Dataloaders for PyTorch#

To increase the speed to load your data, PyTorch supports parallelized data loading, retrieving batches of indices instead of individually, and streaming to progressively download datasets.

PyTorch provides a data loading utility (torch.utils.data.DataLoader) class. The most important argument of this DataLoader is the Dataset which is a dataset object to load the data from. There are two different types of Datasets.

  1. Map-style datasets (Dataset) is a map from indices/keys to data samples. So, if dataset[idx] is accessed, that reads idx-th image and its label from a directory on disk.

  2. Iterable-style datasets (IterableDataset) represents an iterable over data samples. This is very suitable where random reads are expensive or even improbable, and where the batch size depends on the fetched data. So, if iter(dataset) is called, returns a stream of data from a database, or remote server, or even logs generated in real time.

The dataloaders in Cerebras Model Zoo extend either one of the above two to create dataloader classes and implement additional functionality. As an example, BertCSVDynamicMaskDataProcessor (code) extends IterableDataset and BertClassifierDataProcessor (code) extends Dataset.

Properties of PyTorch Dataloader#

Data loading order#

IterableDataset is controlled by user-defined iterable which makes it easy for chunk-reading and dynamic batch size.

Dataset has a default Sampler it is possible to create custom Sampler object that at each time that yields the next index/key to fetch.

There is no iterable-style dataset sampler, since such datasets have no notion of a key or an index.

Loading batched/ non-batched data#

Automatic Batching is the most common(default) case, which fetches a minibatch of data and collates them into batches samples (Usually first dimension of the Tensor is the batch dimension).

When batch_size (default 1) is not None, the data loader yields batched samples instead of individual samples. drop_last argument is to specify how the data loader obtains batches of dataset keys.

Essentially, when drop_last=True, the last batch (when the number of examples in your dataset is not divisible by your batch_size) is ignored, while drop_last=False makes the last batch smaller than your batch_size.

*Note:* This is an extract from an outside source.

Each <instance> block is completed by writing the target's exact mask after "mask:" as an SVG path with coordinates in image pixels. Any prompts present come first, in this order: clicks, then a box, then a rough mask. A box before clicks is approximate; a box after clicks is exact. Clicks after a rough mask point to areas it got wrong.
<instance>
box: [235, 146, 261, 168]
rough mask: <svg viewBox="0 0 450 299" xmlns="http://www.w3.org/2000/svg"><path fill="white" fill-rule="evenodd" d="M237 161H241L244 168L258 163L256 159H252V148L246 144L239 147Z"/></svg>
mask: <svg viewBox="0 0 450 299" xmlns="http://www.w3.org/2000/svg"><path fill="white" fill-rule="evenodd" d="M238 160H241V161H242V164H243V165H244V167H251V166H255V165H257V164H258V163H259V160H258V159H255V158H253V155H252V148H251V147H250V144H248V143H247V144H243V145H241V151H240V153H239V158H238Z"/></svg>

This leads to loading from map-style datasets as such:

for indices in batch_sampler:
   yield collate_fn([dataset[i] for i in indices])

And from an iterable-style dataset would be:

dataset_iter = iter(dataset)
for indices in batch_sampler:
   yield collate_fn([next(dataset_iter) for _ in indices])

collate_fn#

If batching is disabled, then it simply convert Numpy arrays in Pytorch tensors. When batching is enabled, it has the following properties:

  • Prepends a new dimension as batch dimension

  • Automatically converts Numpy arrays and python numericals into torch tensors

  • Preserves the data structure just converted into torch tensors

A custom collate_fn can be used to customize collation; e.g., padding sequential data to max length of a batch, collating along a dimension other than the first, padding sequences of various lengths, or adding support for custom data types.

Multiple Workers#

Pytorch makes parallel data loading very easy. You can parallelize data loading with the num_workers argument of a PyTorch DataLoader and get a higher throughput.

Under the hood, the DataLoader starts num_workers processes. Each process reloads the dataset passed to the DataLoader and is used to query examples. Reloading the dataset inside a worker doesn’t fill up your RAM, since it simply memory-maps the dataset again from your disk.

Stream data#

By loading dataset in streaming mode, you allow to progressively download the data you need while iterating over the dataset. If the dataset is split in several shards (i.e., if the dataset consists of multiple data files), then you can stream in parallel using num_workers.

Now, a dataloader that supports both map-style and iterable-style datasets looks like this:

DataLoader(dataset, batch_size=1, shuffle=False, sampler=None,
   batch_sampler=None, num_workers=0, collate_fn=None,
   pin_memory=False, drop_last=False, timeout=0,
   worker_init_fn=None, *, prefetch_factor=2,
   persistent_workers=False)

Cerebras Model Zoo Dataloaders#

Some example dataloaders in Cerebras Model Zoo that extends the IterableDataset and provide additional functionalities (e.g., input encoding and tokenization) are

  • BertCSVDataProcessor - Reads CSV files containing the input text tokens and MLM and NSP features

  • GptHDF5DataProcessor - A HDF5 dataset processor to read from HDF5 format for GPT pre-training

  • T5DynamicDataProcessor - Reads text files containing the input text tokens, adds extra ids for language modelling task on the fly

Create a custom dataloader with PyTorch#

To create your own dataloader keep in mind these tips:

1. Coherence between output of the dataloader and input of the neural network model. For example, if you are using one of the models from Cerebras Model Zoo, every README file of every model explains the format required for this model to run and be trained. For instance, if you are using GPT-2, you must ensure your own input function produces the features dictionary.

  1. Cerebras supported file types. You can create your own dataset by extending one of the native dataset types. Currently, Cerebras ecosystem only supports files of types HDF5, TSV, CSV, and TXT. Other file types have not been tested.